Au Québec est donc tombé, comme une pierre dans le jardin du réseau, le jugement identifié au docteur Chaoulli qui impose une cohabitation du public et du privé. Et que le ministre Couillard soit ou non d'accord, il fallait en prendre acte, les États n'étant pas au-dessus des lois. D'où la loi 33, un geste trouvé trop timide pour tous ceux qui veulent ouvrir, là où c'est rentable, cliniques et autres centres de santé, avec possibilité d'un accès au réseau public, lorsque des instruments sophistiqués sont trop onéreux en termes de rentabilisation.

Avantages divers

Pourtant, les experts sont d'accord là-dessus: le réseau privé est plus onéreux. Mais qui a les moyens ne se soucie pas d'un tel détail: A-t-il un bobo, un souci quelconque, désire-t-il une opération ou un traitement rapide? Il est en mesure de payer, et peu lui chaut de faire figure de resquilleur.

Et un certain réseau public voit aussi des avantages à cette nouvelle cohabitation. Comme le signale Jacques Lacoste, président de l'Association des préposées et préposés aux bénéficiaires du Québec, «c'est rendu que les établissements de santé préfèrent passer par des agences, plutôt que d'avoir leurs propres employés, parce qu'ils n'ont pas d'avantages sociaux à payer ni de primes de fin de semaine ou de nuit». Et faire des économies quand on gère un réseau et des établissements dont le manque de revenus est une plaie constante, cela est toujours bienvenu.

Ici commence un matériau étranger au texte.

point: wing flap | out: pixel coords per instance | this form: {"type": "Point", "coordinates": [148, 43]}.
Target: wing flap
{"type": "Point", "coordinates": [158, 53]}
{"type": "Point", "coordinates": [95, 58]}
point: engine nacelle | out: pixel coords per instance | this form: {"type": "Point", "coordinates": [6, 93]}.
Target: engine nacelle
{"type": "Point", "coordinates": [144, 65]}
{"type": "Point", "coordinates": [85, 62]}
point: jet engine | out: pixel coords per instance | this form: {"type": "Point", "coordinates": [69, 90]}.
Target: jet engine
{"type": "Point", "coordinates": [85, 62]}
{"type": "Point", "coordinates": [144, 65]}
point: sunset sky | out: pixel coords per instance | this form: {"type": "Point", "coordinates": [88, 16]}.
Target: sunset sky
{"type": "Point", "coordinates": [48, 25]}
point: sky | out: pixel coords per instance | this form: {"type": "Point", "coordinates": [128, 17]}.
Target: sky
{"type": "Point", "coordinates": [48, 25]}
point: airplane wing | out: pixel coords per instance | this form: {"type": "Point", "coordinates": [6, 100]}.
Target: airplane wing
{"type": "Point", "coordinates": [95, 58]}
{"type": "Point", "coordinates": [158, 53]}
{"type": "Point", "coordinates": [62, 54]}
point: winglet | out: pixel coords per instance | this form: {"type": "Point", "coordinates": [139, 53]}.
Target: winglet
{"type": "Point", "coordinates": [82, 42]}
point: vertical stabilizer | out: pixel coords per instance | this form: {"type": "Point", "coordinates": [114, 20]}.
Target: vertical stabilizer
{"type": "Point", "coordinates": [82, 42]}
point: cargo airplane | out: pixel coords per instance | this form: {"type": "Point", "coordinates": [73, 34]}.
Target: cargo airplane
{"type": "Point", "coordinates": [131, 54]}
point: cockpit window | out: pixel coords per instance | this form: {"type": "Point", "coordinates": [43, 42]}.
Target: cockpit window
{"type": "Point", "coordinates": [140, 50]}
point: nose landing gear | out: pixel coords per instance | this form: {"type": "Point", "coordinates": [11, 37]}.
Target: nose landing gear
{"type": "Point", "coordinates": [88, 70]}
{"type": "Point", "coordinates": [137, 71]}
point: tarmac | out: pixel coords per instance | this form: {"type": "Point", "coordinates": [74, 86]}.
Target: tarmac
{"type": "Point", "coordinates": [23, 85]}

Aussi, même si le réseau privé ne compte qu'une petite centaine de médecins à sa solde et que les infirmières qui le rejoignent sont en forte minorité parmi les 69 765 qui exercent au Québec, constamment il est fait écho aux avantages d'une telle pratique. L'infirmière peut le soir venu s'occuper en toute quiétude sa petite famille et le médecin spécialiste peut ainsi se donner une vie idéale, le temps de loisir et l'argent étant au rendez-vous.

À quel prix?

Et la privatisation en séduit plus d'un. A-t-elle eu lieu qu'il est impensable de concevoir qu'aient cours dans des établissements les scandales relevés dans des lieux pourtant entièrement syndiqués. Et les exemples pris ailleurs, en France, notamment, pays de la démocratie citoyenne, démontrent que des soins de qualité ne sont souvent possibles que lorsque le patient accepte de débourser une somme supplémentaire pour obtenir de bons services, aidé qu'il l'est alors par une assurance souscrite par lui-même ou son employeur.

En contrepartie, il se trouve des Michael Moore pour dénoncer ce qui se passe en leur pays: aux États-Unis, quand on est pauvre et qu'on a besoin de soins de longue durée et de médicaments à l'avenant, la faillite, voire la mort, nous guette. Le coût des soins de santé per capita a beau y être presque trois fois supérieur à ce qu'il est ici (ou en France), rien n'empêche que le système fonctionne mal et que nul n'a de paix d'esprit, à moins de se ruiner en frais d'assurances.

Jusqu'à ce jour, l'État québécois, malgré son manque avoué de moyens financiers, résiste à une privatisation il est vrai peu rentable sur le plan électoral. Mais jusques à quand?: Usque tandem..., comme dirait le ministre.